Tell us what you do and why you do it.
I am an artist and loom weaver based in Tairua, where I make commissioned textiles and artworks for exhibitions. My works respond to issues that affect contemporary society.
When did you start weaving and why?
In 2018 I started weaving with a loom I found on Trade Me. Initially I just wanted to try out a new craft form and got hooked. Currently I have four different looms, all of which were made here in Aotearoa and I think that shows how prevalent weaving used to be.
You have an exhibition at Masterworks coming up, what are you showing?
The exhibition “redwhiteblue” focusses on the mass-produced “Hong Kong shopper” bag. It follows a previous project I did with my mum Doris Tsui that replicated the bag pattern with cross-stitching. This time, I wanted to look at the possibilities of abstracting and redesigning it. There are woven bag forms, beaded necklaces, drawings on graph paper, and a set of framed beaded and woven pieces.

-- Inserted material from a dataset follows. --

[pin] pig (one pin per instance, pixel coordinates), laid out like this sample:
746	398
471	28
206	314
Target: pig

We love the political slants to your work.
While I think art is meaningful in itself, I tend to “weave” contemporary issues into my work as a way to help make sense of them and portray them visually. I’ve woven child poverty rates into a set of tableware and United Nations women’s inequality statistics into wall hangings. The “Hong Kong shopper” bag is a loaded object, which comes with various derogatory names. These bags are a common sight in airports and at borders where they represent migration, both voluntary and involuntary.
You often weave using out-of-stock or discontinued lines.
Working sustainably is important so I like to source locally produced, recycled, deadstock or non-synthetic materials where possible.